Ghalea - Bab II . Halo?

65 12 2
                                    

"Pasien lo yang kemarin Lee?" 

Masih belum jam 7 dan Setyo sudah berisik mengintip hp Ghalea, 

"Belum jam 7 Yo, santai. Gw juga baru sampai, lo nggak liat bayangan gw aja masih ngos-ngosan belum minum," Ghalea menarik kursi dan menoleh kearah temannya yang jaga tadi malam. 

Mereka saling bertukar informasi berkaitan dengan pasien semalam. 

"Lo semangat bener? Mau cari muka apa cari pacar lo?" Ghalea mulai membuka sesi hujat untuk Setyo. 

"Lihat nih dp wassapnya, cakep euy, yang bunuh diri gara-gara pacarnya itu kan? Kayaknya sih dia diputusin, "

Ghalea mengibas tangan dan mulai memeriksa persediaan handscoon hingga spuit dan obat. 

"Terus ngapain lo minjem hp gw? Sono," Ghalea mulai mengusir sambil mengerjakan rekam medis. 

Meski begitu dia masih tidak terusik ketika Setyo tetap saja mengutak-atik ponselnya.

Setyo mulai diam ketika dokter Ayu datang dan berbasa-basi sebentar, mereka makan roti yang dibawa dokter Ayu, disusul kedatangan dokter Shinta. 

Kemudian RS semakin ramai hingga rutinitas membosankan selanjutnya dilaksanakan oleh Setyo dan Ghalea, mengurusi seluruh pasien mulai dari yang mual dan demam, sampai patah kaki karena naik pohon atau hal apapun yang membuat mereka kesakitan. 

"Bisa gila gw lama-lama, lihat darah sama nanah mulu, nyari yang seger gitu dimana ya?" Setyo mulai berseloroh sementara Ghalea sudah berbenah hendak pulang padahal baru pukul satu. 

"Makan dulu, laper gw. Ke ramen deket rumah dulu ya ntar Yo," 

"Lo udah nebeng gw pulang minta makan mulu, :( " komentar Setyo

"Duh, lo kayak ngga ngerti gw aja. Gw kan butuh asupan gizi agar kenyang dan tidak rapuh karena harapan," Ghalea mengoceh hingga dokter Shinta dan dokter Ayu tertawa.

Beginilah di UGD, lapar saja jadi becandaan, umur orang juga kadang dijadikan taruhan. 

Creepy? Tidak bung, memang begini adanya, kami tidak kejam, kami tidak ingin nyawa melayang, tapi sayangnya pekerjaan kami menuntun kami lebih memperhitungkan kemungkinan nyawa bertahan seberapa lama. 

Memangnya apa harapanmu ketika ginjal sudah pecah dan otak sudah nyari hilang kendali kecuali mati? 
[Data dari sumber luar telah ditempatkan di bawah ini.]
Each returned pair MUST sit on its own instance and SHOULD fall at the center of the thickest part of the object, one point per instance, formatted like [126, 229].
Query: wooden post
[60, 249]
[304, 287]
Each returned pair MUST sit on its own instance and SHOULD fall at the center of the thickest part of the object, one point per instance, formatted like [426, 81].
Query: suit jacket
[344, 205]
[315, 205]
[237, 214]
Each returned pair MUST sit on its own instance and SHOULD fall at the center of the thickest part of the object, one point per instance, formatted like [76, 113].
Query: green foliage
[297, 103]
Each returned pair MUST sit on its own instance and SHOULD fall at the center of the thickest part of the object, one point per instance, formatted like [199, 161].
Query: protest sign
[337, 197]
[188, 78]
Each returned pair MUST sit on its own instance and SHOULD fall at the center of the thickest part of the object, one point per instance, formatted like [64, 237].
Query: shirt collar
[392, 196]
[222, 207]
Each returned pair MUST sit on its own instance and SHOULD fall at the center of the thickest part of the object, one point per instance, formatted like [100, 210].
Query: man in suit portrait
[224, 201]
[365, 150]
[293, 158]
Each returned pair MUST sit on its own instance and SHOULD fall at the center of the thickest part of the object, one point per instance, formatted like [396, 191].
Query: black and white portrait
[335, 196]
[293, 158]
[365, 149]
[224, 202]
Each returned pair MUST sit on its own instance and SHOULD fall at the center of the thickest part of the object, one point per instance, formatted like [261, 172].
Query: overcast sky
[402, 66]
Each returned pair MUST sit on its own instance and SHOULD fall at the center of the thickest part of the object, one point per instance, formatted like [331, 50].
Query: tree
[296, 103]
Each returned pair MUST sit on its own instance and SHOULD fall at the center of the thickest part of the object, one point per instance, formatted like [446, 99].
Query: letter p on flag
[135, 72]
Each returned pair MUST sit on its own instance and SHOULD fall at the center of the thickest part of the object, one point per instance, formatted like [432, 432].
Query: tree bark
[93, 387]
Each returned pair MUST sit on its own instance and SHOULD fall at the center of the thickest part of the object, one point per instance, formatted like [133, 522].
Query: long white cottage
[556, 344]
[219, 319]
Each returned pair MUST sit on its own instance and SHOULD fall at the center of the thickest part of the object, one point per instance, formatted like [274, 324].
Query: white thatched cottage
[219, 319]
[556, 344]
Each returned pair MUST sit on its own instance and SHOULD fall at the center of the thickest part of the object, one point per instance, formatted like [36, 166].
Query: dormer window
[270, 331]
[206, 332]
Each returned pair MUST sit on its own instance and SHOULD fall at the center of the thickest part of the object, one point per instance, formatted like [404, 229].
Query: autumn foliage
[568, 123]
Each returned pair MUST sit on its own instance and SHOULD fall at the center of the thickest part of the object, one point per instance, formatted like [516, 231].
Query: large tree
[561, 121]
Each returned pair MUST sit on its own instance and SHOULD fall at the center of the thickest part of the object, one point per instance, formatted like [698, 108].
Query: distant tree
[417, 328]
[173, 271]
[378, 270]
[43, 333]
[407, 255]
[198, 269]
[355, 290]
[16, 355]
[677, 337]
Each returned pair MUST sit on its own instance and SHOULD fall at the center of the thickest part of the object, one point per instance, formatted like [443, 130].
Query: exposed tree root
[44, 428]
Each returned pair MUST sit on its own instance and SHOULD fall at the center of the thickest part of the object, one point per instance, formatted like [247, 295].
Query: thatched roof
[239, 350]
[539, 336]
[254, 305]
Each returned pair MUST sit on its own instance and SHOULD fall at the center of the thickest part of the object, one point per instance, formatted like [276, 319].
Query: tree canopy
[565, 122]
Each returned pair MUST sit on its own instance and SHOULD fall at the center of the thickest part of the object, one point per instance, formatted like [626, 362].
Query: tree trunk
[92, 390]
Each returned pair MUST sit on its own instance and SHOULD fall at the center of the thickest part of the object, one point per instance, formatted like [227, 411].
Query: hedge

Bung, perawat dan dokter memang tugasnya menolong, tapi kalau Izroil sudah nyelonong kita bisa apa? 

Kami sering menangis dalam hati ketika orang tak punya butuh dana sebegitu banyaknya demi menyambung nyawa. Kepala untuk kaki, kaki untuk kepala. Itu peribahasanya.

"Sus," meski sudah meninggalkan lingkup rumah sakit masih saja ada yang memanggil Ghalea seperti itu.

Pucuk dicinta ulam pun tiba, 

Ghalea memandang wanita yang kini berdiri tegak dengan tangan yang dibebat perban. 

Pasien percobaan bunuh diri, tiba di UGD pukul 1 dini hari, dua hari yang lalu. 

"Hai...  Kamu sudah sembuh," suara Ghalea terdengar perhatian, dia mengamati sejenak gadis yang ia lupakan namanya ini padahal tadi pagi masih saja mereka berbalas pesan, yah walaupun sebenarnya Setyo yang membalas sih.

"Seperti yang suster lihat, aku bisa jalan-jalan sekarang," jawab gadis itu dengan riang,

"Nih Lee," Setyo sudah menghampiri dengan Ramen yang mereka bungkus dan rencananya akan mereka makan di kontrakan Ghalea. 

"Lho Vanya, suka jajan ramen juga?" Setyo menyapa dan Gahlea takjub Setyo masih mengingat namanya. 

"Hai Kak," gadis itu bersemu sambil mengangguk, "habis ramennya enak banget, tapi karena Mama khawatir aku jadi ngojek deh," seperti gadis yang bercakap dengan temannya, Vanya mulai curhat.